The doctor gave Mom a price and I could tell by the disappointed way she said “I see” that she couldn’t afford the operation. But then she quickly switched moods, smiled brightly at him, and asked, “Would you do it for some homemade jarred fruit as payment?”
He smiled widely in return, but his mind was made up. “Well,” he said slowly with a touch of regret in his voice, “that is very sweet of you to offer, but I have two cases of peaches left over from last year.”
“How about pickles?” Mom was quick to ask.
“Got a basement full of them,” he replied just as quickly, and before Mom could offer another barter he said, “I wish I didn’t have to ask you for cash, but I do.”
“I understand,” Mom said in an even voice that showed no sign of regret, and I knew we were finished. A moment later we were out on the sidewalk and strolling home as if nothing embarrassing had ever taken place.
“Why’d you offer him fruit and pickles?” I asked, and looked up at her face which didn’t look so bright and cheery. “Doctors cost money.”
“You shouldn’t be embarrassed,” Mom said, knowing that I was. “Money can mean a lot of different things. When I was a kid we traded for everything. Nobody had any cash. If you wanted your house built, you helped someone build theirs, and then they would turn around and help you build yours. It was the same with everything. I’d give you eggs and you’d pay me in milk.”
“I don’t think it works that way now,” I remarked. “If he fixed my nose I don’t think he’d want me to do brain surgery on him.”
“Not unless he wanted to become Dr. Frankenstein’s monster,” she replied with a laugh. “But seriously, it’s a shame the way this town has changed. Norvelt was set up so people who didn’t have a lot of cash could trade each other for things they needed to make a living. Instead of having to reach for your wallet you’d reach for a hammer and saw, or a plow, or baking pan—something to labor with. Money is just a way of measuring work, but you don’t need money if everyone agrees that trading one kind of work for another will do just as well.”

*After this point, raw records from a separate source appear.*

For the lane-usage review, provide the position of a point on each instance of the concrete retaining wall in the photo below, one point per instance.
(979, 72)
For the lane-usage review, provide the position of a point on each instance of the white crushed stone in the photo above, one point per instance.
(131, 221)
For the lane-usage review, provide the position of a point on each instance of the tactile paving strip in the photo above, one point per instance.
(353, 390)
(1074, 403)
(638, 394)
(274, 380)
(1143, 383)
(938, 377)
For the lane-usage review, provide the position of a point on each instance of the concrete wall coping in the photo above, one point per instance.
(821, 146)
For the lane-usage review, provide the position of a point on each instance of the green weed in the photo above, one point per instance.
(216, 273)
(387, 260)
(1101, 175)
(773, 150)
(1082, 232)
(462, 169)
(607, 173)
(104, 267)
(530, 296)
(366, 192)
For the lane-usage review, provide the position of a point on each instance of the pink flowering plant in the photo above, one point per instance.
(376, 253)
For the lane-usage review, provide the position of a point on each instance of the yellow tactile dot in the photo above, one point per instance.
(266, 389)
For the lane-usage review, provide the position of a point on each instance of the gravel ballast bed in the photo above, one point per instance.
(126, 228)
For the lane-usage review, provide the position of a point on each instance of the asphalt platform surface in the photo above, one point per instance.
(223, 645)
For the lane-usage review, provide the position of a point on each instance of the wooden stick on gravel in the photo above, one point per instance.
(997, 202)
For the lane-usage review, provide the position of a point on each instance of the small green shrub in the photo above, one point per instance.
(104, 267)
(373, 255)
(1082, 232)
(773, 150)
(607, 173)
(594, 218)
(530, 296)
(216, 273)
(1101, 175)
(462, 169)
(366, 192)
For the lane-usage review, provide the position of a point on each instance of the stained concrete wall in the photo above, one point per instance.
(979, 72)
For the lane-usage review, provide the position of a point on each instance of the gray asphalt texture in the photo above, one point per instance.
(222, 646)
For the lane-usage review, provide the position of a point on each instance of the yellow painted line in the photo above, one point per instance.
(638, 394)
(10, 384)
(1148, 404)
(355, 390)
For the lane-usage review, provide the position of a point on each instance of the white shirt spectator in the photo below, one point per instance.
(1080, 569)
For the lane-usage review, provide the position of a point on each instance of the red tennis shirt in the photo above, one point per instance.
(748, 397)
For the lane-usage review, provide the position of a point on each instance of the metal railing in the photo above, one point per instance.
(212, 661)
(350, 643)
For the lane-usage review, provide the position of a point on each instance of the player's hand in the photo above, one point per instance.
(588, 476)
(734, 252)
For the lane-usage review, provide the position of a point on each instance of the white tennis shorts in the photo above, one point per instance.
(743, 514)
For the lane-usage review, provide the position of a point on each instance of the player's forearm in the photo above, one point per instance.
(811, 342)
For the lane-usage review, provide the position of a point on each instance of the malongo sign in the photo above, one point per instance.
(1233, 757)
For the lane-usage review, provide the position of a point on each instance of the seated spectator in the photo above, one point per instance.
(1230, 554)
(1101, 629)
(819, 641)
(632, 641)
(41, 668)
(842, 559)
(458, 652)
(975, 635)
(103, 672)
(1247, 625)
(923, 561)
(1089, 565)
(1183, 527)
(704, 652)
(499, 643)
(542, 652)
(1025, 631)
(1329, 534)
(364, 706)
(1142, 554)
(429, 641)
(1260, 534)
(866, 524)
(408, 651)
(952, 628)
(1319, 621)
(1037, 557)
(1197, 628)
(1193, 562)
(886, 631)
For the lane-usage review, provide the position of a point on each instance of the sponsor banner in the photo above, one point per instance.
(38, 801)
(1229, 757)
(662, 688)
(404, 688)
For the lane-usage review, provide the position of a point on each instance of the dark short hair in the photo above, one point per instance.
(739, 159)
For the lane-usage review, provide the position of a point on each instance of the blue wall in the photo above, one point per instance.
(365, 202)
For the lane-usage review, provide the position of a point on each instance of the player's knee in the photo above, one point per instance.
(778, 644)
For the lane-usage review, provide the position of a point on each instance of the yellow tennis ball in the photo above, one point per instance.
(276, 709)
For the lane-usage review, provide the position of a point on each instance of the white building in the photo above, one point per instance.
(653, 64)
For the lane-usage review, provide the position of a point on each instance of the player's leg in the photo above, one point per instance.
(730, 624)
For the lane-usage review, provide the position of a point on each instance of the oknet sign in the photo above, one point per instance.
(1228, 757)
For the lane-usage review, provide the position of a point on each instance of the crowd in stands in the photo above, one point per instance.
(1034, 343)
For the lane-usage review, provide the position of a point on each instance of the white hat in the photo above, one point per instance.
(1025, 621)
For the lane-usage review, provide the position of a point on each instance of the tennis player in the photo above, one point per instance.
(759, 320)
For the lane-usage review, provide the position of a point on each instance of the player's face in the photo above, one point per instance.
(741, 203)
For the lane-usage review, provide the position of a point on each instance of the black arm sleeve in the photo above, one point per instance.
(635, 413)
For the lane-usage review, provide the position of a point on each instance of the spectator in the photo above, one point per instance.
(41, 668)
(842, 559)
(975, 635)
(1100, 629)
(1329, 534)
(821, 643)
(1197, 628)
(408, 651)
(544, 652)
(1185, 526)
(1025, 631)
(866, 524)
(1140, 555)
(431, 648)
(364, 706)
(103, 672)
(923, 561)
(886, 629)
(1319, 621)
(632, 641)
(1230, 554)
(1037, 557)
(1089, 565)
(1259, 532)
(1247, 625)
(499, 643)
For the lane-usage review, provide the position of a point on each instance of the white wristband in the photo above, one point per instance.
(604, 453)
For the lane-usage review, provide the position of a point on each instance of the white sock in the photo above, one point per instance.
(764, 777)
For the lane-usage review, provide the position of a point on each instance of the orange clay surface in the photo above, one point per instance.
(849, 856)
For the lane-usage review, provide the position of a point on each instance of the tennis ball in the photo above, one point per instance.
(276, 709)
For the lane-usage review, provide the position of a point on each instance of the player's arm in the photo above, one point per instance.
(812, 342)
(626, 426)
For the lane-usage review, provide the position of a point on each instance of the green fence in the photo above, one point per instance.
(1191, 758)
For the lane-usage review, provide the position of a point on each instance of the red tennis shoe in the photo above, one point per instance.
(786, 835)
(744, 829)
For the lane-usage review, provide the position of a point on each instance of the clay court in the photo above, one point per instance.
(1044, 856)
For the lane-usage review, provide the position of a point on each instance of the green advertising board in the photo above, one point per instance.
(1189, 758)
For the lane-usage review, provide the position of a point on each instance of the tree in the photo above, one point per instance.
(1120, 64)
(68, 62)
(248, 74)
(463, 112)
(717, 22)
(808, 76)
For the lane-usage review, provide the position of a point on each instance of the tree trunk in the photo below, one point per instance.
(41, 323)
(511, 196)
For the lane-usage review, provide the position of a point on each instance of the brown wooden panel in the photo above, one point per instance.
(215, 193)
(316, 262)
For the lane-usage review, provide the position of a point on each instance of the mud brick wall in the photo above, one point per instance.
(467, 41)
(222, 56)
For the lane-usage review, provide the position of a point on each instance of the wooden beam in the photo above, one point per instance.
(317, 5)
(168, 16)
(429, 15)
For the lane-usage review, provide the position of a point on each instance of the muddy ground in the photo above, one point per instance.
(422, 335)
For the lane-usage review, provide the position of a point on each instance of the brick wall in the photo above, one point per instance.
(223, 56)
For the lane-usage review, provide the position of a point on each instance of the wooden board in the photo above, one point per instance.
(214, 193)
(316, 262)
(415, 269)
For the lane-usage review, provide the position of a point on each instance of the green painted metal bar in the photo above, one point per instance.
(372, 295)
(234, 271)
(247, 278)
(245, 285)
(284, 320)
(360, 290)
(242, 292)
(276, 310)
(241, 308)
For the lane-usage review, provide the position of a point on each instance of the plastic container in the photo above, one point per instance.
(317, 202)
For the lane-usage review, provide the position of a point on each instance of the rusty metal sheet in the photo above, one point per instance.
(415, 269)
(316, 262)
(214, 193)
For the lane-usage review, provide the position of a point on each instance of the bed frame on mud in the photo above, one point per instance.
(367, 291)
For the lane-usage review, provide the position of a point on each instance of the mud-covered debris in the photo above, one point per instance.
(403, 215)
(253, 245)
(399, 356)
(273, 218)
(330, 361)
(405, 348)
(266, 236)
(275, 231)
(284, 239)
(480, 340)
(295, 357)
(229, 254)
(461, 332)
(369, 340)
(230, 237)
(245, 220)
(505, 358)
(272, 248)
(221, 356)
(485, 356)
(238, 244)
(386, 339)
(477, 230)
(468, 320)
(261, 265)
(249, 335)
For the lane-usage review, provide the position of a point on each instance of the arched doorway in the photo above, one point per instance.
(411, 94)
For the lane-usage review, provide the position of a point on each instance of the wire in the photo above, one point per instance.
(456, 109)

“I see,” I said, but I didn’t. None of the history books I ever read had people happily trading one thing for another. When I read
The California Gold Rush
no one lifted a finger unless they were paid in gold nuggets or gold dust. And Captain Kidd would have had his throat slit from ear to ear if he tried to pay his pirates in fish. When Alexander Graham Bell invented the telephone he did not give it away for free. They all wanted gold just like Pizarro and Cortés and just about everyone else.
“But everyone says cash is king. Not fruit and pickles.”
“Cash just means you can be a big shot and cut to the front of the line,” she said disapprovingly. “Or get what you want right away. It’s true that I wish I had enough cash to have your nose fixed. But for now I’ll just save up and we’ll pay as we go—that’s what regular people do.”
She bent down and gave me a kiss on my head which always made me feel better. “It doesn’t cost a penny to be sweet,” she said, smiling down on me. “Give me your hand.” She held hers openly toward me. “It makes me happy to pretend that I’m your older girlfriend.”